Central bankers are likely to “extend the extended period” language for longer in their policy statements, Gross said in a radio interview on “Bloomberg Surveillance” with Tom Keene. The less-than-projected pace of jobs growth in May that the Labor Department reported today shows that “there is a persistency here. It’s back to our old new normal,” he said.
U.S. employers in May added the fewest workers in eight months and unemployment unexpectedly rose to 9.1 percent, underscoring the concern of policy makers that the expansion is failing to boost the labor market. The Fed began the second round of asset purchases, known as QE2, on Nov. 12 after buying $1.7 trillion in securities through last year, increasing the amount of money in circulation to spur growth and prevent deflation. The Fed’s $600 billion in purchases of Treasuries are due to end this month.
“We don’t see a QE3. There has been too much discussion and dissent within the Fed to permit that type of program,” Gross said in the interview from Pimco’s headquarters in Newport Beach, California. Given the current pace of growth and inflation “they will speak to a fed funds rate that persists for an extended period of time, which in effect caps interest rates in the process.”
Not Buying Treasuries
The Fed has kept its target rate for overnight lending between banks at a record low range of zero to 0.25 percent since December 2008.
Gross reiterated that he isn’t buying Treasuries for his $243 billion Total Return Fund even as the government bond market rallies because yields are too low once inflation is taken into consideration. Mortgages, corporate bonds and sovereign debt of other nations are more attractive, he said.
Treasuries have returned 2.7 percent this year as Gross reduced government and related debt in the Total Return Fund to minus 4 percent of assets as of April 30. The fund has returned 0.57 percent in the past month, lagging behind the performance of 74 percent of its competitors, according to data compiled by Bloomberg.
Governments such as the U.S. are intentionally keeping interest rates lower than they should be to help reduce record debt levels, setting up investors up for a “skunking, or pocket picking,” Gross said.
Investors could seek higher real returns than those now offered from government debt through investing in shares of “conservative” companies such as Procter & Gamble Co., Merck & Co. or those of utilities, according to Gross.

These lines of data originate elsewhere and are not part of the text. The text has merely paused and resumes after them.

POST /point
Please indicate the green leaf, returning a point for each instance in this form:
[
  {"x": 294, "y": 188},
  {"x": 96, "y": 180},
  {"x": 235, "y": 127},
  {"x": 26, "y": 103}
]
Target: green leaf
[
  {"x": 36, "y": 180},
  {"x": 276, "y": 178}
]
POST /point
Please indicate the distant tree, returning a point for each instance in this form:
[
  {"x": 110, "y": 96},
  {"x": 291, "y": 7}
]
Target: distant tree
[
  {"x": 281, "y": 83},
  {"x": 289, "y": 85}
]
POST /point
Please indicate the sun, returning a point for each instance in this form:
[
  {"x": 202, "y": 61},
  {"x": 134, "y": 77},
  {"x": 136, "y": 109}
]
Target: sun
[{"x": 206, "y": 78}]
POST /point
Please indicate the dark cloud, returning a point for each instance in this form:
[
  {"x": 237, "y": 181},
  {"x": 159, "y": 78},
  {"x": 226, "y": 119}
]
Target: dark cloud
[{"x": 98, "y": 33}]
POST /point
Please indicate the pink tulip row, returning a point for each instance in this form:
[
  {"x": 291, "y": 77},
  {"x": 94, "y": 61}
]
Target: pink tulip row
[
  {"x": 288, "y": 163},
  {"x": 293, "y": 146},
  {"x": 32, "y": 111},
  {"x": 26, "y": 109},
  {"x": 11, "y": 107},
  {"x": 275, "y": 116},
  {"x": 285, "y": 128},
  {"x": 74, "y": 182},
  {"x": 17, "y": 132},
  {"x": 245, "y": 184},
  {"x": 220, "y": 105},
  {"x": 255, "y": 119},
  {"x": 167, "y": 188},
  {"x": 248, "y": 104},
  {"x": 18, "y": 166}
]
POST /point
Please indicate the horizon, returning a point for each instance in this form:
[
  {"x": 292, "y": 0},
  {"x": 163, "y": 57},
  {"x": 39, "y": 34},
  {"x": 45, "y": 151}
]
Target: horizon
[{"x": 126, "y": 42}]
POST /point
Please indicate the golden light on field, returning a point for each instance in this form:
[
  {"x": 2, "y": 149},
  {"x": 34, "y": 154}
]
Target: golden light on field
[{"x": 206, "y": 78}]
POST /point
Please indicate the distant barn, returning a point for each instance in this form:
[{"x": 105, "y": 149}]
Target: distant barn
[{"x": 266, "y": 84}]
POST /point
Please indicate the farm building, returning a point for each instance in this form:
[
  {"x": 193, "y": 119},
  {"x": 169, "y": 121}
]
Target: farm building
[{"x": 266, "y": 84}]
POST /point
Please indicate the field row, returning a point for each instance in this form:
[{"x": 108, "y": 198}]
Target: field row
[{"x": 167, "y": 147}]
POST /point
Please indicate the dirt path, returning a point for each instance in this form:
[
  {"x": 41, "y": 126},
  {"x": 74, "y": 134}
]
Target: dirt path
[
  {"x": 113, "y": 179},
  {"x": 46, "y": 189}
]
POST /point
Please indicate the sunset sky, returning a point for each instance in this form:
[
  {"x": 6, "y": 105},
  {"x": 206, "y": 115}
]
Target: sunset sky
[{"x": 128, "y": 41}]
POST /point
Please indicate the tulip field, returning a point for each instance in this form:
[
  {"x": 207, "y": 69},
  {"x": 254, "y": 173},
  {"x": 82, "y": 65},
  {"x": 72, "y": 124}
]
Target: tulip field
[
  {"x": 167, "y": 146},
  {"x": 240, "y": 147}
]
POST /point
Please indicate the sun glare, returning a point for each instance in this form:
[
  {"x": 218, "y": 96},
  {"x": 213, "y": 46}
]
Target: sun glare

“The Treasury market up to seven or eight years is negative in terms of real interest rates, and that’s not a positive for savers,” Gross said. “But if they took that money and invested it in a conservative stock, such as a Proctor or a Merck or a utility yielding 4 percent; then that’s 3.5 to 4 percent real yield in comparison to those negative real yields in the Treasury side. So you have to take a little bit of a chance in order to avoid getting your pocket picked here.”
An overdependence on debt has the global economy in a period of fundamental transformation that Pimco has termed the “new normal.” Gross, the founder and co-chief investment officer of Pimco, forecast last year that mounting deficits and tighter financial regulation will damp growth in the U.S. and the euro zone.
Payrolls increased by a less-than-projected 54,000 last month, after a revised 232,000 gain in April that was smaller than initially estimated, Labor Department figures showed today. The median forecast in a Bloomberg News survey called for payrolls to rise 165,000. The jobless rate climbed to the highest level this year from 9 percent a month earlier.
The yield on the 10-year Treasury note dropped three basis points, or 0.03 percentage point, to 3 percent at 1:31 p.m. in New York, according to Bloomberg Bond Trader prices. The 3.125 percent security due in May 2021 rose 8/32, or $2.50 per $1,000 face amount, to 101 1/32.
The Total Return Fund can have a negative position by using derivatives or futures or by shorting. Shorting is borrowing and selling an asset in anticipation of making a profit by buying it back after its price has fallen.
The fund has returned 8.23 percent in the past year, beating 77 percent of its peers, according to data compiled by Bloomberg. Gross, the founder and co-chief investment officer at Pimco, has averaged returns of 8.75 percent on average over the past five years, topping 98 percent of his competition.
Pimco, a unit of the Munich-based insurer Allianz SE, managed $1.28 trillion of assets as of March 31.